- Born: 11 February 1953 Nepal
- Died: 17 October 2022 (aged 69) Harisiddhi, Lalitpur District, Nepal

= Om Gurung =

Nepalese academic (1953–2022)

Om Gurung (11 February 1953 – 17 October 2022; also known as Om Prasad Gurung) was a Nepalese sociologist.

== Education ==
Gurung obtained his PhD from Cornell University in 1996. His dissertation was titled Customary systems of natural resource management among Tarami Magars of Western Nepal.

== Career ==
He was head of the Central Department of Sociology/Anthropology of the Tribhuvan University of Nepal. He also served as the chairman of the Nepal Federation of Indigenous Nationalities (NEFIN)—the umbrella organization of various Indigenous groups in the country—and has been actively involved in indigenous identity politics.

== Death ==
At one stage, he was suffering from severe kidney failure. Doctors suggested transplanting his kidney as soon as possible but at first there was a lack of potential compatible donor.
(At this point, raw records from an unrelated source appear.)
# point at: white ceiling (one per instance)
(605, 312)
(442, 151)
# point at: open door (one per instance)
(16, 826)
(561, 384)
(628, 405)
Then it was transplanted about a decade ago. Gurung died from cancer in Lalitpur District, Nepal, on 17 October 2022, at the age of 69.

== Bibliography ==

- Gurung, O. (2009). Social inclusion: Policies and practices in Nepal. Occasional papers in sociology and anthropology, 11, 1–15.
- Gurung, A., Gurung, O. P., & Oh, S. E. (2011). The potential of a renewable energy technology for rural electrification in Nepal: A case study from Tangting. Renewable Energy, 36(11), 3203–3210.
- Gurung, O. (2019). Social inclusion/exclusion: Policy discourse in Nepal. Including the excluded in South Asia: Power, politics and policy perspectives from the region, 39–55.